The obverse — the heads side — carries the American Legion's own emblem: a star surrounded by rings, here framed with oak leaves and a lily. It was designed by Paul C. Balan and sculpted by Renata Gordon. The lily and the oak are not decoration for decoration's sake; they tie the modern emblem back to the founding in France.

Flip it over and the coin tells you where the Legion came from. The reverse, designed by Patricia Lucas-Morris and sculpted by Michael Gaudioso, shows the flags of the United States and the American Legion crossed, beneath a fleur-de-lis — the stylized lily that is the centuries-old symbol of France. Around it runs the inscription "100 YEARS OF SERVICE," with the dates 1919 and 2019. It is a quietly unusual thing: an American legal-tender coin that openly salutes the foreign city where the organization was born.

The dollar was struck only at the Philadelphia Mint, so every example carries a P mint mark — the small letter that tells you which Mint facility struck the coin. It came in two finishes: a proof (struck twice from polished dies for a mirror-like field and frosted devices) and an uncirculated version (a single sharp strike with a satin surface).

Key facts

Denomination
$1 (silver dollar)
Year struck
2019 only
Mint
Philadelphia (P mint mark)
Composition
.999 fine silver
Weight
26.73 g
Diameter
38.1 mm
Edge
Reeded
Obverse design
Paul C. Balan (designer), Renata Gordon (sculptor)
Reverse design
Patricia Lucas-Morris (designer), Michael Gaudioso (sculptor)
Authorized by
American Legion 100th Anniversary Commemorative Coin Act (Public Law 115-65, 2017)
Maximum authorized mintage
400,000 silver dollars
Reported sales
278,716 total — 219,015 proof, 59,701 uncirculated
Surcharge
$10 per coin, paid to the American Legion

Collecting it

This is a modern commemorative, so the rules are different from a 19th-century rarity. The U.S. Mint sold these directly to buyers for one year, then stopped — the dies were never used again. That makes the final sales number the effective mintage, and it's the figure that matters.

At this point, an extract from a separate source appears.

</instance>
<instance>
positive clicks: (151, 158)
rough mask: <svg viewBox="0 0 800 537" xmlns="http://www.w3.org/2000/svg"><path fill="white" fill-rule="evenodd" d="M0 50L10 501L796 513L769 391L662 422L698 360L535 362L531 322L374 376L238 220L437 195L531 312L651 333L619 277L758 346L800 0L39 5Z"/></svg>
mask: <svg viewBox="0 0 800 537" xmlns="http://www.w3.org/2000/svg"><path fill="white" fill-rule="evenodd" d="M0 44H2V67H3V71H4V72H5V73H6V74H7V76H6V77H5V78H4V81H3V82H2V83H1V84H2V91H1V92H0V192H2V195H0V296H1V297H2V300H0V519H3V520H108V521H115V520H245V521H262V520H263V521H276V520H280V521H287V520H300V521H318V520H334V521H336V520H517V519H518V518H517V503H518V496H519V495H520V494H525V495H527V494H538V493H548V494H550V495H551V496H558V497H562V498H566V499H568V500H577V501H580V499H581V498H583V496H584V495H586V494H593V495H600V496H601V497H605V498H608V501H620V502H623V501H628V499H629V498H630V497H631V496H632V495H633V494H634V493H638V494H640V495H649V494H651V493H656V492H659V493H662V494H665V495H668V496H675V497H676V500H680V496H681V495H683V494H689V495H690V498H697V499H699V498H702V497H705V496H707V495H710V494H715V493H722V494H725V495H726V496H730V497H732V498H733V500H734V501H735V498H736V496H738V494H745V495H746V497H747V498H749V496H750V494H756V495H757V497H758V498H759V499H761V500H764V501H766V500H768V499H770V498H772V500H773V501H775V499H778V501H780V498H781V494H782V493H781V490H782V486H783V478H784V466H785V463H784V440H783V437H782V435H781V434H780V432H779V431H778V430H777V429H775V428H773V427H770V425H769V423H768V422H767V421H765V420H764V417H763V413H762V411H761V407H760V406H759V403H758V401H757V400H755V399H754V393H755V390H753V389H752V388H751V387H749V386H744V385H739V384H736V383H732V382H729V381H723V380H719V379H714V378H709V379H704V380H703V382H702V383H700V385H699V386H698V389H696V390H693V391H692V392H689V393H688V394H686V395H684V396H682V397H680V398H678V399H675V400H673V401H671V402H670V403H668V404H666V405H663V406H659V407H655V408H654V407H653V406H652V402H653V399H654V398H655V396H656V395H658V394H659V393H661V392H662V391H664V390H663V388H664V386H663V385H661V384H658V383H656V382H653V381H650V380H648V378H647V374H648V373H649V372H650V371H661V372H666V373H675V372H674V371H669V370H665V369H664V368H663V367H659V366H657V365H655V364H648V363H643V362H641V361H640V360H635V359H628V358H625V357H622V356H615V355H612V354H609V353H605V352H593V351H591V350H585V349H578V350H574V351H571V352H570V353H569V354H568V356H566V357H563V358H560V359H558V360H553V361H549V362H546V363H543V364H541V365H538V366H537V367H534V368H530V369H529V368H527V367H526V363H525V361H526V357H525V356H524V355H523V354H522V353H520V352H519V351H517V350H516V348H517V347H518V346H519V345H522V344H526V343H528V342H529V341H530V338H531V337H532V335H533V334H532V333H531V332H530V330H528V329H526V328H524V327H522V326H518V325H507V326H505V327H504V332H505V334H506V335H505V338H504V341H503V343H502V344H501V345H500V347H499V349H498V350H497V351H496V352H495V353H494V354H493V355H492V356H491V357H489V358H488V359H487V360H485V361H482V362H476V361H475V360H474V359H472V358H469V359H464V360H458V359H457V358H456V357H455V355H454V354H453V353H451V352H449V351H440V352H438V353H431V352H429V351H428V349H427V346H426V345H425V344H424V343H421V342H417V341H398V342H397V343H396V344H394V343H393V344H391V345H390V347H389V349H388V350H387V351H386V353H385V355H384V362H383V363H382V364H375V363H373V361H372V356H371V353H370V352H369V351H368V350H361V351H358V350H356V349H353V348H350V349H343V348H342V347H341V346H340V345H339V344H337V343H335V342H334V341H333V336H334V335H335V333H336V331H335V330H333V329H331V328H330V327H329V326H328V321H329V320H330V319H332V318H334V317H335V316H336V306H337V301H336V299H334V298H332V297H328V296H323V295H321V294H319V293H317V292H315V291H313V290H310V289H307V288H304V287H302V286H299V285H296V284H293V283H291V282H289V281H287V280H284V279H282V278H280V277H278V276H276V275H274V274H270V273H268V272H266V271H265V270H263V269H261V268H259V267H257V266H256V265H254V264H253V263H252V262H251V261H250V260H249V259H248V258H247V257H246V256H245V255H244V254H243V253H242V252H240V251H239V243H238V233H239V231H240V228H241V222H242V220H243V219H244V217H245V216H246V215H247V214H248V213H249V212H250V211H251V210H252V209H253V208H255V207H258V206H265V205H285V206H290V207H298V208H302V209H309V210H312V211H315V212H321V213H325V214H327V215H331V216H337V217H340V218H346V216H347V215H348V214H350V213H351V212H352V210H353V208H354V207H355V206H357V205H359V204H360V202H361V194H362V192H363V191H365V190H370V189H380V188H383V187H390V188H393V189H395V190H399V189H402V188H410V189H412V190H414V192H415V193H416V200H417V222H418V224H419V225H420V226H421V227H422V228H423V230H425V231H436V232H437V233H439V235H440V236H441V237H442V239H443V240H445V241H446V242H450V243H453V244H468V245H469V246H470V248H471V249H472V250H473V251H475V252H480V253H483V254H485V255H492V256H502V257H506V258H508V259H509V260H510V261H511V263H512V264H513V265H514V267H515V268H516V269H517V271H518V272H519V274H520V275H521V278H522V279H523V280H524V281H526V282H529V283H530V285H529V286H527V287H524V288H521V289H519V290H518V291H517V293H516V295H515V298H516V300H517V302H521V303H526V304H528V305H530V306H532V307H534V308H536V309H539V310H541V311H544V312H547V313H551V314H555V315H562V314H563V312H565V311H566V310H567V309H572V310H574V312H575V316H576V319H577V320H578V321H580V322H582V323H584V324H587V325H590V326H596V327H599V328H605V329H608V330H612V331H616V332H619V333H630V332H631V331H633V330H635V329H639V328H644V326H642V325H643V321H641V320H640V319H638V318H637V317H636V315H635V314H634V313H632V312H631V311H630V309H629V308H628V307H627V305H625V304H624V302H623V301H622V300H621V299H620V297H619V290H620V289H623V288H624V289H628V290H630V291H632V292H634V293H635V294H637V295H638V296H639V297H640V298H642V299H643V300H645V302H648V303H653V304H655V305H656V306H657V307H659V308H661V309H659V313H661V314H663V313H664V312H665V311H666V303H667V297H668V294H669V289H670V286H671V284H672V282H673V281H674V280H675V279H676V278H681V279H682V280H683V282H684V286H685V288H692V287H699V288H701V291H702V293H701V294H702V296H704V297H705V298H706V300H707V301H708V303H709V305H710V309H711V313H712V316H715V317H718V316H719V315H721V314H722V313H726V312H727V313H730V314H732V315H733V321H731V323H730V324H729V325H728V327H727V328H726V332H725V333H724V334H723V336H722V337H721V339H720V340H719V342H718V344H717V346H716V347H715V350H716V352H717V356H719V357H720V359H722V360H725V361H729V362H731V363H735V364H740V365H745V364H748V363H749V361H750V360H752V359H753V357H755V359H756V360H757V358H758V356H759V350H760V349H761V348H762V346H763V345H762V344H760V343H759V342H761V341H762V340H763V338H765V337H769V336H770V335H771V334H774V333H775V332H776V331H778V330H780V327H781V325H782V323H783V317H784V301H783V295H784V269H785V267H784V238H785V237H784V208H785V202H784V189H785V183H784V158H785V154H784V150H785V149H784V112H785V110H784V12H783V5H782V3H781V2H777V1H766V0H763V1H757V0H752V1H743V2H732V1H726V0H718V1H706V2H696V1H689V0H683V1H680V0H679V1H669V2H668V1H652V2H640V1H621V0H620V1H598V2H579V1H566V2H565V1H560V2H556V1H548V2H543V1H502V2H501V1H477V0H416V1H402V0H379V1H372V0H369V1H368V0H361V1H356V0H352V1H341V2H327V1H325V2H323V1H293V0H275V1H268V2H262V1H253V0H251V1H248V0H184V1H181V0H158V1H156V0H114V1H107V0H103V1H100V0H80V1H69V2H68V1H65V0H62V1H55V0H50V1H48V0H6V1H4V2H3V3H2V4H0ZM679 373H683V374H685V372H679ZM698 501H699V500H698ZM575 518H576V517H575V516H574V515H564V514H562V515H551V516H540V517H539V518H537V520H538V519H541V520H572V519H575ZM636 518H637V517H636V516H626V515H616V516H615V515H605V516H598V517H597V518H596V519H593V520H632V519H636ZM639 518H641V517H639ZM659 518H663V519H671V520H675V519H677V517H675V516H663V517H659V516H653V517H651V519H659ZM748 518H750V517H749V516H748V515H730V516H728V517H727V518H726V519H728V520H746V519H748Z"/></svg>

Congress allowed up to 400,000 silver dollars. The Mint reported sales of 278,716 — about 70% of the cap — split into 219,015 proofs and 59,701 uncirculated coins. The uncirculated version is the scarcer of the two by a wide margin, which is the kind of split that shapes long-term collector interest.

Because these were sold new and handled carefully, top grades are common. The collecting game here is less about finding a nice one and more about the very highest grades, the perfect-70 proofs, the special sets, and any first-day or signed labels. One detail worth knowing: 2019 was the year the U.S. Mint moved its commemorative silver dollars from the old 90% silver alloy to .999 fine silver. This coin is part of that transition — a small composition footnote that a seasoned collector will notice and a newcomer usually doesn't.

Questions collectors ask

Why is there a French symbol — a fleur-de-lis — on an American coin?

Because the American Legion was founded in Paris. After World War I, U.S. soldiers still stationed in France organized the Legion at a caucus there in March 1919. The fleur-de-lis, the historic emblem of France, marks that birthplace on the coin's reverse.

How many American Legion silver dollars were made?

Congress authorized up to 400,000. The U.S. Mint reported selling 278,716 — 219,015 proof and 59,701 uncirculated. Since the coins were only sold for 2019 and never struck again, that sales total is effectively the mintage.

What is the silver content of the 2019 American Legion dollar?

It is struck in .999 fine silver and weighs 26.73 grams, which is close to three-quarters of a troy ounce of pure silver. 2019 was the year the Mint switched its commemorative silver dollars from the older 90% silver alloy to .999 fine.

Where was it minted, and what's the mint mark?

Only at the Philadelphia Mint, so every coin carries a P mint mark. There is no Denver or San Francisco version of this dollar.

Did buying one actually help veterans?

Yes — by law, a $10 surcharge from each silver dollar sold was paid to the American Legion to support its programs for veterans and service members. The surcharge is built into the coin's price, not added on top.